To be honest the company in question was Kodak, I had a wedding photographer from them but they shut the wedding side down when they scaled the company down. I have tried on numerous occasions to try and find further details only to be told that department no longer exists.


----------



## Cy-Zuki (Feb 9, 2015)

Scanning and retouching would be a nightmare of a job that could take an expert many days! Add to that, they may well be low resolution and despite your need and obvious emotional attachment -maybe not worth doing? Sorry, I know that sounds hard.

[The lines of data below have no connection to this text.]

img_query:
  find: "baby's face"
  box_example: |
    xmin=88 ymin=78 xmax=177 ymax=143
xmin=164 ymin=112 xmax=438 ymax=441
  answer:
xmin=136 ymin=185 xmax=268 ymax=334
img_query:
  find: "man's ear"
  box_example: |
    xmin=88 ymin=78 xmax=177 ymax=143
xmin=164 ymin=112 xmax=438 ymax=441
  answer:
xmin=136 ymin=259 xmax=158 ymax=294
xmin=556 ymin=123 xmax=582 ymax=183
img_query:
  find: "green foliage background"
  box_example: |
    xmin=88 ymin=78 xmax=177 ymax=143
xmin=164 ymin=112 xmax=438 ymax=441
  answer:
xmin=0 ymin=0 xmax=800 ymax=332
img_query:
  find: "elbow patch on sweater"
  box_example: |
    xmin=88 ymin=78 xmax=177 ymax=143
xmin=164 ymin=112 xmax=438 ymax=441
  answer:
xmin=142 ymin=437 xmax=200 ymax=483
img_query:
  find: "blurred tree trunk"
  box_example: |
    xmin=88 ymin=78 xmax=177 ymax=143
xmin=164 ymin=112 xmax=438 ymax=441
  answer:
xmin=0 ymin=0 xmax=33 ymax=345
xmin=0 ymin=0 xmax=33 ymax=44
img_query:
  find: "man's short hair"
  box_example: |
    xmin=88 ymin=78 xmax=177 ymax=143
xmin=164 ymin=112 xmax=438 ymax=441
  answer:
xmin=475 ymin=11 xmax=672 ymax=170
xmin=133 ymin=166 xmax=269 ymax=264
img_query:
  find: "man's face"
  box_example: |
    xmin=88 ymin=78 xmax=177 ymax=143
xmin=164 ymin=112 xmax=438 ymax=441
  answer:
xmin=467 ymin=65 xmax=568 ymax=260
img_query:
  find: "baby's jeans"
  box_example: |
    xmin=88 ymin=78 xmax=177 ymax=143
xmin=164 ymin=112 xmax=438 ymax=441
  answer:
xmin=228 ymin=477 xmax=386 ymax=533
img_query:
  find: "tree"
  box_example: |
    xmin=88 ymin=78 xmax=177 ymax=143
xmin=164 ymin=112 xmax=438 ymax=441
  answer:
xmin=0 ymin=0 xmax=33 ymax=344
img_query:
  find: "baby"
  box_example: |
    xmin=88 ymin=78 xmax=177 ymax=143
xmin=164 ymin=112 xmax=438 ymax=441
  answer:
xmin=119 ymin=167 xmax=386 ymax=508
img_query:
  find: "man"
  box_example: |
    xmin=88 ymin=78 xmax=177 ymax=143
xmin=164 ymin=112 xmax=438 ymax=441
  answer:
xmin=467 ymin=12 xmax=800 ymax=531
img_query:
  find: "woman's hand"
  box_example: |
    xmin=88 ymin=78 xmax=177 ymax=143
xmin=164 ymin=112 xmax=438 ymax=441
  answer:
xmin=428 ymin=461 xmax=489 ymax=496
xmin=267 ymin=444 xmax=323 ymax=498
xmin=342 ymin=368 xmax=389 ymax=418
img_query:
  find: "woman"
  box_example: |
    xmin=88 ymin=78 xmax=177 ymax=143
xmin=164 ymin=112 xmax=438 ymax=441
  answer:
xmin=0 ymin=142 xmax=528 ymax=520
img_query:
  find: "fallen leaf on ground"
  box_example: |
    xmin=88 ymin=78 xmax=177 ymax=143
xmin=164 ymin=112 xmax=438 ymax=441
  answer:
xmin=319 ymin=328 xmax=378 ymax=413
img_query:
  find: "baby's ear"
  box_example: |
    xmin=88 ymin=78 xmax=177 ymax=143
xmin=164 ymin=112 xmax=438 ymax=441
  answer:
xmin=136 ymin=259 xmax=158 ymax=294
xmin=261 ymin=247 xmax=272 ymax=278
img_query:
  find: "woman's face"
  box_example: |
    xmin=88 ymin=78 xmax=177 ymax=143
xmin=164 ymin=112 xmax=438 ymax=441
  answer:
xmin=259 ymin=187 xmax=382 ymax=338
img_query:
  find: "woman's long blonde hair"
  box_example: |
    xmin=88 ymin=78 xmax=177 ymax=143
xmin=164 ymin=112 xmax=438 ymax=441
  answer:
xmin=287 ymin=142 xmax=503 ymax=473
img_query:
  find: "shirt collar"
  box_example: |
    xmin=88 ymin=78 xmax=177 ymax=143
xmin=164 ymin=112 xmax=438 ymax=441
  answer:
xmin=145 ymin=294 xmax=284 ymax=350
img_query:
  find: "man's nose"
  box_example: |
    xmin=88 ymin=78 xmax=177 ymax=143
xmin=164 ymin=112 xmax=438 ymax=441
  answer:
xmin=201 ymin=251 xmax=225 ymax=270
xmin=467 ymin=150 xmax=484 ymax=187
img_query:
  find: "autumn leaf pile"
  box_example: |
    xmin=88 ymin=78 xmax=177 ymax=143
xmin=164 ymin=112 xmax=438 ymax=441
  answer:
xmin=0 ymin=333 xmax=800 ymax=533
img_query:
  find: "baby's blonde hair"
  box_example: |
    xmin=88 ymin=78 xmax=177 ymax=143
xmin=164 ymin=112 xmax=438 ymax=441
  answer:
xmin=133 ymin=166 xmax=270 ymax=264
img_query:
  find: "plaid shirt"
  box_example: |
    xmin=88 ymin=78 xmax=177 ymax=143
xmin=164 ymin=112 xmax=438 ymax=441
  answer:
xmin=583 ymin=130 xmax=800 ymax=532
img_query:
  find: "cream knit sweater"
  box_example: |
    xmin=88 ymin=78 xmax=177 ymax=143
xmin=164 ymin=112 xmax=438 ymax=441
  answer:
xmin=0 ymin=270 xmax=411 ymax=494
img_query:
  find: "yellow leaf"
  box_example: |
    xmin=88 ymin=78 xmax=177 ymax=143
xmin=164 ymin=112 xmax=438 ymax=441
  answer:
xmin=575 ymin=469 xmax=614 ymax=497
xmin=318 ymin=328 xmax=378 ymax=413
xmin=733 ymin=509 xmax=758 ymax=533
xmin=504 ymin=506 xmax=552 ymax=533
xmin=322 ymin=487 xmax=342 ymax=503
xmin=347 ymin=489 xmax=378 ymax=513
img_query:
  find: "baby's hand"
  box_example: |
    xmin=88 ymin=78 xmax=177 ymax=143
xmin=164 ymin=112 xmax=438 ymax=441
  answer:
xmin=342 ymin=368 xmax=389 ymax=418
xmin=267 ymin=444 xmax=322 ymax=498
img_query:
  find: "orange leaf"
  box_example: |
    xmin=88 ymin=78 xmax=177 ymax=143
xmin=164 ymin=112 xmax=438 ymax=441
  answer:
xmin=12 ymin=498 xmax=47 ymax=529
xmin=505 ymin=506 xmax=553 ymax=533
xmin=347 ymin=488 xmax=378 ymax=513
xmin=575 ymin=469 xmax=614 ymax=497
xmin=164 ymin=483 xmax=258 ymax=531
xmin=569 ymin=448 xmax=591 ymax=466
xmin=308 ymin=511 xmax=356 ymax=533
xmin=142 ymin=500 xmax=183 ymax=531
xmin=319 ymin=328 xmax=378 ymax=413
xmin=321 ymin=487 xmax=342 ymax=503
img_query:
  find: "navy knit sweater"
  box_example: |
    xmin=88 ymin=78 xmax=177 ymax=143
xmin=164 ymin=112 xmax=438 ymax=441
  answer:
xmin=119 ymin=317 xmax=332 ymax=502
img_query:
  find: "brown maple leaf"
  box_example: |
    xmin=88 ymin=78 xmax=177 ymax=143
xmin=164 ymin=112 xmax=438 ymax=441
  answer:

Maybe if everything else has failed, choose just one image (maybe your fave or the easiest to retouch) have a Hi res scan done and then get the one image retouched.


----------



## camerashy (Feb 9, 2014)

Be careful of copyright issues as Kodak or the photographer will probably be the owner of the images unless you have bought the rights
Speak to Kodak first and if all is fine then I would be happy to have a go for you using Photoshop but as mentioned a high res image is required 
PM me if you want to take it further
Dave


----------



## davo3587 (May 9, 2012)

That's very kind Dave, I did some searching this morning and found out that somebody else who had there pictures taken by the same wedding company had managed to contact Kodak, Kodak had then passed them onto another department and for a £25 admin fee retrieved there negatives from there archives and sent them on, however this post was back in 2011. I have tried all morning ringing loads of different numbers, unfortunately if it's not about technical support then they don't want to know, I even thought of driving to Hemel Hempstead to try and make contact with any person.


----------



## Natalie (Jan 19, 2011)

I was wondering if it would be worth contacting them via Twitter? https://twitter.com/kodakmoments_uk


----------



## Ecce (Mar 29, 2011)

Did this ever get solved? Kodak is (still) a large company and Natalie has a good point - bring this out into the open on their twitter page - things should move quickly then


----------



## Cookies (Dec 10, 2008)

Good thinking. They'll probably not want to ignore it then 

Cooks

Sent from my D6603 using Tapatalk


----------



## davo3587 (May 9, 2012)

Thanks for your response and help, i eventually got put through to a lovely lady who informed me that they have a storage department on one of their sites in hemel hempstead, my details were passed on, regarding date of wedding both our names and location.
2 weeks later i got a call to say that they have been located, and for an admin fee of £50 i would receive the full negatives with a letter stating that i have full copyright for the negatives.


----------



## Cookies (Dec 10, 2008)

Fantastic. Great result chum. Well done. 

Cooks

Sent from my D6603 using Tapatalk


----------